In this short tutorial, we'll cover how to convert natural language numerics like M and K into numbers with Pandas and Python.
We will show two different ways for conversion of K and M to thousand and million. We will also cover the reverse case converting thousand and million to K and M.
So we will cover:
- 0.1M to 100000
- 1 K - 1000
- 10000 to 10K
- forty two - 42
Two Python libraries:
- humanize - turning a number into a fuzzy human-readable expression
- numerizer - convert natural language numerics into ints and floats
The image below show the examples:
Setup
Let's use the following DataFrame the conversion from natural language numerals to numbers:
import pandas as pd
import matplotlib.pyplot as plt
data={'day': [1, 2, 3, 4, 5],
'numeric': [22, 222, '22K', '2M', '0.01 B'],
'numbers': [110, 11000, 1000000, 33300000, 456873],
'lang': ['one', 'five', 'twelve', 'forty two', 'one hundred and five']}
df = pd.DataFrame(data,
columns=['day', 'numeric', 'numbers', 'lang'])
Our data looks like:
day | numeric | numbers | lang | |
---|---|---|---|---|
0 | 1 | 22 | 110 | one |
1 | 2 | 222 | 11000 | five |
2 | 3 | 22K | 1000000 | twelve |
3 | 4 | 2M | 33300000 | forty two |
4 | 5 | 0.01 B | 456873 | one hundred and five |
Step 1: Convert K/M to Thousand/Million
First we will start the conversion of large number abbreviations to numbers. We will map the abbreviations to the math expression.
So we will convert:
22K -> 22 * 10**3
0.1 M -> 0.1 * 10**6
mp = {'K':' * 10**3', 'M':' * 10**6', 'B':' * 10**9', 't':' * 10**12', 'q':' * 10**15', 'Q':' * 10**15'}
pd.eval(df['numeric'].replace(mp.keys(), mp.values(), regex=True))
This will give us:
array([22.0, 222.0, 22000.0, 2000000.0, 10000000.0], dtype=object)
As we can see it works fine for columns with mixed data. It works well also for numeric values with spaces like 1 M
pd.eval limit 100 rows
There seems to be limit of pd.eval
and the returned results by eval
are limited:
len(pd.eval([1 * 10**6] * 105))
result:
101
Last five results are:
[1000000,
1000000,
1000000,
1000000,
Ellipsis]
So the above code can be rewritten to:
df['cols_num'] = df['col'].replace(mp.keys(), mp.values(), regex=True)
df['col_num'] = df.apply(lambda x: eval(x.col_num), axis=1)
to make it working for more than 100 rows.
Step 2: Convert Thousand/Million to K/M
For this step we will use the Python library - humanize
. It will help us to** convert easily and reliably large numbers to human readable abbreviations**:
import humanize
df['numbers'].apply(humanize.intword)
The result contains the converted values:
0 110
1 11.0 thousand
2 1.0 million
3 33.3 million
4 456.9 thousand
Name: numbers, dtype: object
The library supports multiple languages - about 25 like:
- spanish
- russian
- french
- portuguese
Library can be installed by:
pip install humanize
Step 3: Convert words to number - one to 1
Finally let's cover the case when we need to convert language numerics into numbers:
- forty two -> 42
- twelve hundred -> 12000
- four hundred and sixty two -> 462
This time we will use Python library: numerize - which can be installed by:
pip install numerize
So the Pandas code to convert numbers is:
from numerizer import numerize
df['lang'].apply(numerize)
The output is:
0 1
1 5
2 12
3 42
4 105
Name: lang, dtype: object
Large Number Abbreviations
Below we can find a table of large number abbreviations which can be used to improve the mapping.

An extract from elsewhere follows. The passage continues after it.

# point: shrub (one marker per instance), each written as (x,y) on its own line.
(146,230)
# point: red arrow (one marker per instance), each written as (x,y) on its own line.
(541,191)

Abbreviation | Name | Value | Equivalent |
---|---|---|---|
K | Thousand (Kilo) | 10^ 3 | 1000 |
M | Million | 10^ 6 | 1000K |
B | Billion | 10^ 9 | 1000M |
t | trillion | 10^ 12 | 1000B |
q | quadrillion | 10^ 15 | 1000t |
Q | Quintillion | 10^ 18 | 1000q |
s | sextillion | 10^ 21 | 1000Q |
S | Septillion | 10^ 24 | 1000s |
o | octillion | 10^ 27 | 1000S |
n | nonillion | 10^ 30 | 1000o |
Conclusion
In this post, we saw how to convert human readable and language expressions to numbers. We covered the reverse case of conversion of large numbers to abbreviations.
It was shown how to map values to Python mathematical expressions and how to evaluate them. Two very useful Python libraries were used in Pandas for numeric conversion.